Just smashing GFP onto every protein in the yeast proteome resulted in ~80%
successfully turning green without noticeably affecting the yeast growth.[1]
Check out eCD4-IG - it's four components fused to become an extraordinarily
effective anti-HIV drug. It is of a different kind and a different order of
effectiveness then the small molecule drugs of the 20th century.[2]

[1]
[http://www.nature.com/nature/journal/v425/n6959/full/nature0...](http://www.nature.com/nature/journal/v425/n6959/full/nature02046.html)

[2]
[https://serotiny.bio/notes/proteins/ecd4ig/](https://serotiny.bio/notes/proteins/ecd4ig/)

------
entee
Some context: the author, David Baker, is a preeminent figure in the world of
protein structure prediction. His lab has consistently had the best protein
structure prediction software out there (Rosetta). They recently released a
paper detailing the structures of a large number of unknown proteins using
their technique as an aid [1].

Some of the ideas in this article are quite cool, but I think it's important
to add a caveat: we don't often know what structure will yield what result. In
other words, if I want to do X, I don't know what protein structure will get
me X, which makes it hard to engineer such a protein.

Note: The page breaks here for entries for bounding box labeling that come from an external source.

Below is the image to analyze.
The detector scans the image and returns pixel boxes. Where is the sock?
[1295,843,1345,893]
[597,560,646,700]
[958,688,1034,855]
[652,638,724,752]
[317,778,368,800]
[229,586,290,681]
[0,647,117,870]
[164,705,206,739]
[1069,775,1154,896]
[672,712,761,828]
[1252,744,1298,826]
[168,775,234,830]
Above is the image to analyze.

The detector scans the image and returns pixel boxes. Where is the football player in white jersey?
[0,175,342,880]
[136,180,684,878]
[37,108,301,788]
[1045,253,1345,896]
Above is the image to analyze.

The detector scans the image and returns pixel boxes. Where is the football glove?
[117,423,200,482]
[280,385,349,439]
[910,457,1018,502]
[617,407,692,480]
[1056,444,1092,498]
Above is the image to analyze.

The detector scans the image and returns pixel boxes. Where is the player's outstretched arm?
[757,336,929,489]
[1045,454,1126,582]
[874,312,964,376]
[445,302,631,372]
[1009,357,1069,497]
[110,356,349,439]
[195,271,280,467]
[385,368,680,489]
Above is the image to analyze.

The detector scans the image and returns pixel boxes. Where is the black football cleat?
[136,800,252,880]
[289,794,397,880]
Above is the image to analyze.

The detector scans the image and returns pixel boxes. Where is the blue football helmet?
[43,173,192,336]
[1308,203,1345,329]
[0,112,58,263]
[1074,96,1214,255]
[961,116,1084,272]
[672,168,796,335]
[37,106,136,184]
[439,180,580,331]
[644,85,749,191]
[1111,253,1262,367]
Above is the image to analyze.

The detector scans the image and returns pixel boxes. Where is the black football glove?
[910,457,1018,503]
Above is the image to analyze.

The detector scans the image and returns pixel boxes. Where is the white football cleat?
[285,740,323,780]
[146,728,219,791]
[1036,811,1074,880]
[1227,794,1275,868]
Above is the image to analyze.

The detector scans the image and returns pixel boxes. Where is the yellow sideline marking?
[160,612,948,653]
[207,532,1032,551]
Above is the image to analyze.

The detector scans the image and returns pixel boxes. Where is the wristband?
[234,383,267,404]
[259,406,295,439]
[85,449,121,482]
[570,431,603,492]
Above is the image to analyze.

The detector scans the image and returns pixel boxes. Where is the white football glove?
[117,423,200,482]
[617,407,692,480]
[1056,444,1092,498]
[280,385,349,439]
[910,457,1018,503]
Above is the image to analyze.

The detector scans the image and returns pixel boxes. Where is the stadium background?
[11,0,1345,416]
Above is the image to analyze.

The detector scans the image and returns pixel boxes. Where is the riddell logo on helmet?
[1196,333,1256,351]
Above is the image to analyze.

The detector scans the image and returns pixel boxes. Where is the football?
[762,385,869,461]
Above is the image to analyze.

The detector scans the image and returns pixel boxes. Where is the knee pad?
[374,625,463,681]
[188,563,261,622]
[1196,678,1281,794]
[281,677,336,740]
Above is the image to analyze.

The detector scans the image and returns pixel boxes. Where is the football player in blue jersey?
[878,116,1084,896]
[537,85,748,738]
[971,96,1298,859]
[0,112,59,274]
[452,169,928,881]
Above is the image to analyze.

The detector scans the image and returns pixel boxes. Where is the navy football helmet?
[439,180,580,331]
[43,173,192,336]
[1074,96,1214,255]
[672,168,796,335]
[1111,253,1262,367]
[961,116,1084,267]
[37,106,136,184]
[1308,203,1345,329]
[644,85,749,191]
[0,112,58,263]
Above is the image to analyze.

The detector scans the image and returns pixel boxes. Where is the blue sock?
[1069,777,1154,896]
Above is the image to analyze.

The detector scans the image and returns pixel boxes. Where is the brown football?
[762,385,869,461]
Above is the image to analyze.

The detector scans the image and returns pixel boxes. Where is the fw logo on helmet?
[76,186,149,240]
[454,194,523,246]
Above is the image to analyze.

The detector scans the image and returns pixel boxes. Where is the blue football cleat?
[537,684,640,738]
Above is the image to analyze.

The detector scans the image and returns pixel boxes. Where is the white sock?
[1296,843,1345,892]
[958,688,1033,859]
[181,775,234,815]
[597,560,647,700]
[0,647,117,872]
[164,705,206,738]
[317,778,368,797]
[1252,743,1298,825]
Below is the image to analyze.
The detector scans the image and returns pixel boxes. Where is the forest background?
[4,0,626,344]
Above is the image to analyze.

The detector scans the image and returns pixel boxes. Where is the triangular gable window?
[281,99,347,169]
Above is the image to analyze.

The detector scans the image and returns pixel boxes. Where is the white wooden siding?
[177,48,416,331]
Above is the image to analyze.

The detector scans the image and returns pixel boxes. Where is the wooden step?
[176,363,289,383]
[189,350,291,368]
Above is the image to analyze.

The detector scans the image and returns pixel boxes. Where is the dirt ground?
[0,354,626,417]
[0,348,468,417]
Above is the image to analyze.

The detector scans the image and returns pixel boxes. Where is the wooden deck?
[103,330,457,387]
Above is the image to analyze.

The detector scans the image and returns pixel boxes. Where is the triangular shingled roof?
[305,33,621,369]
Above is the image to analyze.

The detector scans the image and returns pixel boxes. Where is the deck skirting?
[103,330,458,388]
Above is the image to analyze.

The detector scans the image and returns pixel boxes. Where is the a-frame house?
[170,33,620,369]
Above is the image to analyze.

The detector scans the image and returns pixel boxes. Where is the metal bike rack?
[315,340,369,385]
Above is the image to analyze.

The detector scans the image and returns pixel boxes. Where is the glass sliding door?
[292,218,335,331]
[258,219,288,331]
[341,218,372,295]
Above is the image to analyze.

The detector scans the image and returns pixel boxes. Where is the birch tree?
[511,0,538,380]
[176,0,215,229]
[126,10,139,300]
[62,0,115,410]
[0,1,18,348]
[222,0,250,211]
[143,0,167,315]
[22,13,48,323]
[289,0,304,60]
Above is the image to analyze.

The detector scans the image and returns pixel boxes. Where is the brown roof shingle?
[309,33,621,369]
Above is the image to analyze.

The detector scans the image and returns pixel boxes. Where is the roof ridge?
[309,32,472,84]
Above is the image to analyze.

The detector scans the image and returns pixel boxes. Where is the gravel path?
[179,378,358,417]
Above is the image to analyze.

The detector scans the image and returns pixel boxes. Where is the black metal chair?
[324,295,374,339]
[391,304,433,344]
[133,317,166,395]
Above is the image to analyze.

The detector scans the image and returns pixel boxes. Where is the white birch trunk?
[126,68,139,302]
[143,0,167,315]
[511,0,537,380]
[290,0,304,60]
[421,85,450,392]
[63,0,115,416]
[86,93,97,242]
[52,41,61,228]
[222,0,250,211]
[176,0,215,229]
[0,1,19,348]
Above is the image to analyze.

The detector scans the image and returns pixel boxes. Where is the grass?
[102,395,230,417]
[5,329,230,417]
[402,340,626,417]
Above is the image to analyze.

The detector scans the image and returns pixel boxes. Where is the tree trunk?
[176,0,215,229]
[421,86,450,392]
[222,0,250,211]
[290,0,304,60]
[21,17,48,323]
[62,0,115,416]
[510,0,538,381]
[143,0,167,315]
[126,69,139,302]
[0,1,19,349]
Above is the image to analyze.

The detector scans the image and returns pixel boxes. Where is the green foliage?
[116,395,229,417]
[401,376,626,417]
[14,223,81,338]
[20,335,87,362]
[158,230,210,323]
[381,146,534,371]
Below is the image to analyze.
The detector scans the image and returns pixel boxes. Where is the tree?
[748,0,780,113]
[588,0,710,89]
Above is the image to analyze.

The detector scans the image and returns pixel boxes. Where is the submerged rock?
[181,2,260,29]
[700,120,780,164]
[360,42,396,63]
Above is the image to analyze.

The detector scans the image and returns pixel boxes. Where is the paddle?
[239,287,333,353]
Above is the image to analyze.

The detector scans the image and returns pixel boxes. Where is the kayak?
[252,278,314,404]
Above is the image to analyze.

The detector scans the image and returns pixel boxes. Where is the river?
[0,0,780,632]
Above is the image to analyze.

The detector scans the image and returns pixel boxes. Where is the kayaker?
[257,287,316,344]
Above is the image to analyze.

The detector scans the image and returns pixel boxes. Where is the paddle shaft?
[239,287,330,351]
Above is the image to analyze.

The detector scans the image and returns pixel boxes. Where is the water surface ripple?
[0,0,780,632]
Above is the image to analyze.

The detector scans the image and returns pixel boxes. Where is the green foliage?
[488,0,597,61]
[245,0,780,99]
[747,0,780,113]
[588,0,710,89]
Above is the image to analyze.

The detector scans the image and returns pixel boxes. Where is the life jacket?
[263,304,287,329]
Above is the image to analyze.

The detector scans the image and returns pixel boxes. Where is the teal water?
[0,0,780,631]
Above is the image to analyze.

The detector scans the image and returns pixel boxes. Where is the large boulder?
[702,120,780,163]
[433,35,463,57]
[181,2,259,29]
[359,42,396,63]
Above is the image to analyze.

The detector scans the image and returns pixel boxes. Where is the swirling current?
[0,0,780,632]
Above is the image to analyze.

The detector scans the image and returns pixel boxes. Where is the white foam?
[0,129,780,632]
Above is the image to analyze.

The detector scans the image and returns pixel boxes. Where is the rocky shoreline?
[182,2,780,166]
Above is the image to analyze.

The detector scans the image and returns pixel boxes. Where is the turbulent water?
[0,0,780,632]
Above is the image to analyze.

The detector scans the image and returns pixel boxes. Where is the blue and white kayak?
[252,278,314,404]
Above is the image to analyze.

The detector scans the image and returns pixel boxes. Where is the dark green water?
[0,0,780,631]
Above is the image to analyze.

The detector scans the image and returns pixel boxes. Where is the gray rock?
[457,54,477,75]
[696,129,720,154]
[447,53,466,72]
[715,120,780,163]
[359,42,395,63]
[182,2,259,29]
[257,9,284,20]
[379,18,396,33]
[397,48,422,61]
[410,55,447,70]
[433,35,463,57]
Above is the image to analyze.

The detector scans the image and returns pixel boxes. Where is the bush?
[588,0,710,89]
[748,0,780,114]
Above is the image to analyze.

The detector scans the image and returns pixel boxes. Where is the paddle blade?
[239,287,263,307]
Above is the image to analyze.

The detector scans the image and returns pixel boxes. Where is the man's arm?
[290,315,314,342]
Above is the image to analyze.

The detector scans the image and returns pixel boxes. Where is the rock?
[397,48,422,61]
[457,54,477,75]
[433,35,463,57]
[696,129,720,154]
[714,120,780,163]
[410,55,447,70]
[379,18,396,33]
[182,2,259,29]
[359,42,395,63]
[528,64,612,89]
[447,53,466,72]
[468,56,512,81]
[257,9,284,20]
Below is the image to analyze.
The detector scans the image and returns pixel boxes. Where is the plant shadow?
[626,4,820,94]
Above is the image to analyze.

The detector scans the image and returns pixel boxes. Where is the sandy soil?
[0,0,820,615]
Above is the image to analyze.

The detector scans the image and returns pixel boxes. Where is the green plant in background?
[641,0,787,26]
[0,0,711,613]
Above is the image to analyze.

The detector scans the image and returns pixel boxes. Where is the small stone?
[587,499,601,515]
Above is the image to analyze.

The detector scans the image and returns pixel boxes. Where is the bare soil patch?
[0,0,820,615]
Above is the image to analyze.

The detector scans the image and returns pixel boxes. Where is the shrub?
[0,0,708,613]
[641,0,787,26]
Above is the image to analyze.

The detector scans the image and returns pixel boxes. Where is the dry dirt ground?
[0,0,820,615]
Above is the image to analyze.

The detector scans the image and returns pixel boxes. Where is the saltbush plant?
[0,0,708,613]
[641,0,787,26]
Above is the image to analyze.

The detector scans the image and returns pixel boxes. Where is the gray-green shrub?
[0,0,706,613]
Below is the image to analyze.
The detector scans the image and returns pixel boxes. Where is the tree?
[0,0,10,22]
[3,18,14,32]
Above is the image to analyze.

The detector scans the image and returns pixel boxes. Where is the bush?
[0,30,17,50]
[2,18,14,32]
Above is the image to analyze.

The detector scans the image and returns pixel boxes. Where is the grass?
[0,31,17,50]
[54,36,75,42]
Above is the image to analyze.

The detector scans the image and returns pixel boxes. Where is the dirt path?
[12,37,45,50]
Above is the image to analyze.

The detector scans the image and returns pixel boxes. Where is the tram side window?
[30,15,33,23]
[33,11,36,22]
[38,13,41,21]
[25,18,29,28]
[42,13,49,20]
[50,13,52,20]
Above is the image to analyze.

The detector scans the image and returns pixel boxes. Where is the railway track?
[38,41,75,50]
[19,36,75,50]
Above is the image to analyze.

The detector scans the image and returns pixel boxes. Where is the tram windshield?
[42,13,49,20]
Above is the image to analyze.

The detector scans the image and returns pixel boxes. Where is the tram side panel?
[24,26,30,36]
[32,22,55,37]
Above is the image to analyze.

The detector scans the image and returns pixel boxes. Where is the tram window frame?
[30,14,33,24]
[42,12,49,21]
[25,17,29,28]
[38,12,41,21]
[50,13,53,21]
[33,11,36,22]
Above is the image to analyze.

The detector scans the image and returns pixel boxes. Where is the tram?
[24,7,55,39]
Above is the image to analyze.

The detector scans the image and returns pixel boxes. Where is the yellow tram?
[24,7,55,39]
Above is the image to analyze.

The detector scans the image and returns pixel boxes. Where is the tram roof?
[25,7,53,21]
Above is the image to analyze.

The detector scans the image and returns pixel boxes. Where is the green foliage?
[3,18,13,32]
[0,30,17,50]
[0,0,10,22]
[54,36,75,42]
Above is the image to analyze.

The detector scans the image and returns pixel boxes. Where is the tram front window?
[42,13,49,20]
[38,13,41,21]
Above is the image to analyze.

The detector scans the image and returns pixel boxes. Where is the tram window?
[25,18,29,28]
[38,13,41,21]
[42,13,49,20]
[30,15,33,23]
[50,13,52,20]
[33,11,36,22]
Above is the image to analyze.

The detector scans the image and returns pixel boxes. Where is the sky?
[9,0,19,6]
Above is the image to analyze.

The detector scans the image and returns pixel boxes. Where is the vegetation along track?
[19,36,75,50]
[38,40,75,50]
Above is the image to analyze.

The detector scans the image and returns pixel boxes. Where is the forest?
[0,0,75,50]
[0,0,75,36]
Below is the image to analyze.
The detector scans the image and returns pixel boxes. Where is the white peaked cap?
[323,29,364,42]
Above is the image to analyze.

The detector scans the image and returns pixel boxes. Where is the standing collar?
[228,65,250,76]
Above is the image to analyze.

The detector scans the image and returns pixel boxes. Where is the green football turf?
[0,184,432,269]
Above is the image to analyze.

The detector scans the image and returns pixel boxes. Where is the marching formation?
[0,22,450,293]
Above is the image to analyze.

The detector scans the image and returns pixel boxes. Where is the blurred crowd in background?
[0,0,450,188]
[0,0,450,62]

Nevertheless, when you have some understanding of the problem, you can in fact
engineer proteins. Baker gives several examples in the article. In many of
those cases, the best approach is to start with a variety of engineered
proteins, then use in-vitro simulated evolution to pick the winners and get
pretty substantial improvements over the original design.

Protein engineering is quite a cool area, and hopefully over time we'll get
better at understanding the other parts of biochemistry so that we can more
effectively design useful proteins.

[1]
[http://science.sciencemag.org/content/355/6322/294](http://science.sciencemag.org/content/355/6322/294)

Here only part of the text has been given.